Mener une vie nomade, un choix qui implique de l'organisation
Mener une vie nomade, un choix qui implique de l’organisation

Comment organiser son quotidien de digital nomad ?

Se loger à l’étranger

Jean-Benoît Moingt et sa femme se tournent généralement vers un site que tout le monde connaît : Airbnb.

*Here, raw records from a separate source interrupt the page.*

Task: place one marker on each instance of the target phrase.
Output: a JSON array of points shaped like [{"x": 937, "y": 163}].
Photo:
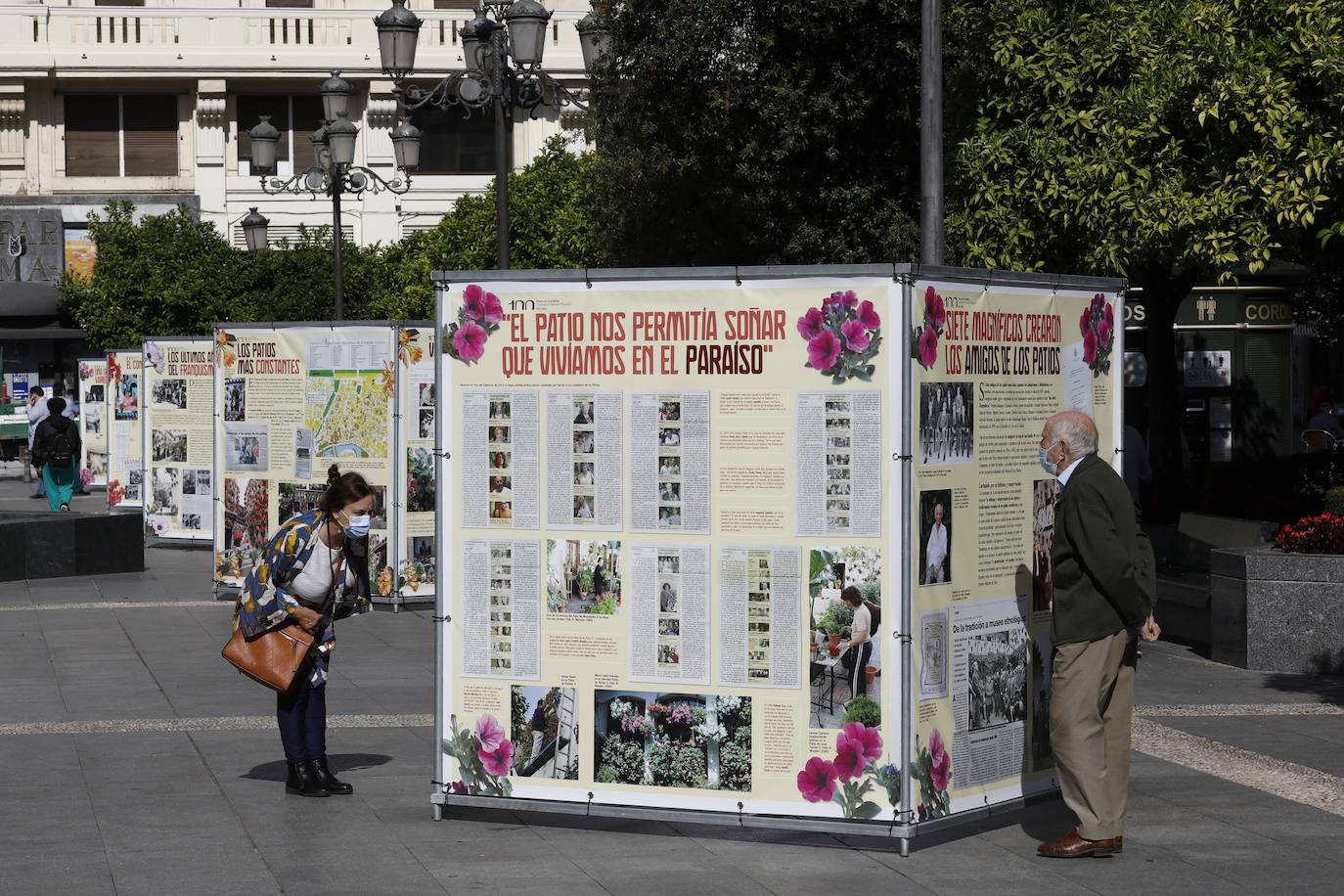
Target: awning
[
  {"x": 28, "y": 299},
  {"x": 40, "y": 332}
]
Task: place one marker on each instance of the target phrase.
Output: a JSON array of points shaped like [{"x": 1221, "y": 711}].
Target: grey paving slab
[
  {"x": 225, "y": 870},
  {"x": 349, "y": 872}
]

En effet, le site propose de nombreux filtres et de nombreuses options pour trouver un logement adapté à l’exercice d’une activité professionnelle à l’étranger.

On peut par exemple choisir un logement entier afin de garder son indépendance et sa tranquillité par opposition avec une chambre chez l’habitant. On peut choisir un logement en fonction de son prix, de la présence d’un emplacement pour ordinateur, de sa situation géographique…

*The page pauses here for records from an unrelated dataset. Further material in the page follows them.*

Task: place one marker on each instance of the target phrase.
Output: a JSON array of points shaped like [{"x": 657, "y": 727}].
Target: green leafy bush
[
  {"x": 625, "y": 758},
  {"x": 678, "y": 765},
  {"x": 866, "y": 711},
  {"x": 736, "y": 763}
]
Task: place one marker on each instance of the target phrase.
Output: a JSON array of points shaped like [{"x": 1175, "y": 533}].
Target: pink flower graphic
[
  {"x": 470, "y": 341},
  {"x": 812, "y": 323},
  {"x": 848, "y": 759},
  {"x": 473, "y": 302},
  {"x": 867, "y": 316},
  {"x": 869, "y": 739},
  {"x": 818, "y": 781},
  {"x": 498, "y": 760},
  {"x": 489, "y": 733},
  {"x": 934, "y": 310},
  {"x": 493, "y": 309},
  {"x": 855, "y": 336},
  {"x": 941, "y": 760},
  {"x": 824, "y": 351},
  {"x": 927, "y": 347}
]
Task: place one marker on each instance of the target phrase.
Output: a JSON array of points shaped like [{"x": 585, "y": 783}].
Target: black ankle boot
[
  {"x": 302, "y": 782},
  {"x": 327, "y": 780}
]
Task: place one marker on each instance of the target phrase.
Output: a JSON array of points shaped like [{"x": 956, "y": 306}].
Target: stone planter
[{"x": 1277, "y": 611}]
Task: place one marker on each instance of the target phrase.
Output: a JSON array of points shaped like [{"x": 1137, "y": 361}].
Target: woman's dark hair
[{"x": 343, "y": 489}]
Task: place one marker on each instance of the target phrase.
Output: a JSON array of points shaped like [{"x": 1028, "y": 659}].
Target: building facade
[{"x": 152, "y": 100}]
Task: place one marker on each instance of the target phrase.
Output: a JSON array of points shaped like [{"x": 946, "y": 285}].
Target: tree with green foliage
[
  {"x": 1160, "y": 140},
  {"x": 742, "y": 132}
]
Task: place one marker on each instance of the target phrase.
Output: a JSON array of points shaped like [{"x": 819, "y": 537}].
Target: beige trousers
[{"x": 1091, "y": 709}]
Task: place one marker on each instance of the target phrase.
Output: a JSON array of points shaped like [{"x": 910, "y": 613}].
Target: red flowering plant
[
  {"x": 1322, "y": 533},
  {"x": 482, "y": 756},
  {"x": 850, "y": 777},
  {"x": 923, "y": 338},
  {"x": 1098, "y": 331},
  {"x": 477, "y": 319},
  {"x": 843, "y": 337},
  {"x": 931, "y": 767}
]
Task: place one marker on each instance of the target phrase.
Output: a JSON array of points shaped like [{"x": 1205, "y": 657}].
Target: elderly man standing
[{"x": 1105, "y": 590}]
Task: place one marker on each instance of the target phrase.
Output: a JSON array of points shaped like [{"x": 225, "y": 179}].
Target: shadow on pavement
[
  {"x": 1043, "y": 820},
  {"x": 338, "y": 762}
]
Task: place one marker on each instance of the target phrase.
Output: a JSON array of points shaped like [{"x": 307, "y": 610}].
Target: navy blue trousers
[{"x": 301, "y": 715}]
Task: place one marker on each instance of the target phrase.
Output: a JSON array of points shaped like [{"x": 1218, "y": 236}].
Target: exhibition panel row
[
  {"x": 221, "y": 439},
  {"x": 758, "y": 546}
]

Jean-Benoît conseille aussi de se limiter aux logements ayant déjà reçu des avis car lorsque l’on va vivre pendant plusieurs semaines au même endroit, avec des enjeux professionnels de surcroît, il est primordial de ne prendre aucun risque.

En général, lui et sa femme ciblent une dizaine de logements et envoient au propriétaire un petit questionnaire complémentaire avant de réserver. Ils demandent par exemple la vitesse de la connexion Internet, son caractère illimité ou non, si le logement est calme, s’il y a des transports en commun à proximité, si les frais d’électricité sont inclus, s’il y a des réductions en cas de long séjour… Évidemment, si la personne ne répond pas, elle est immédiatement exclue… et le choix du logement s’effectue parmi ceux qui ont répondu.

Parfois, nos deux voyageurs passent aussi par Booking.com qui offre des opportunités avantageuses dans certaines destinations. Il est parfois utile de se servir du site pour repérer des hébergements puis de les contacter en direct pour essayer de négocier.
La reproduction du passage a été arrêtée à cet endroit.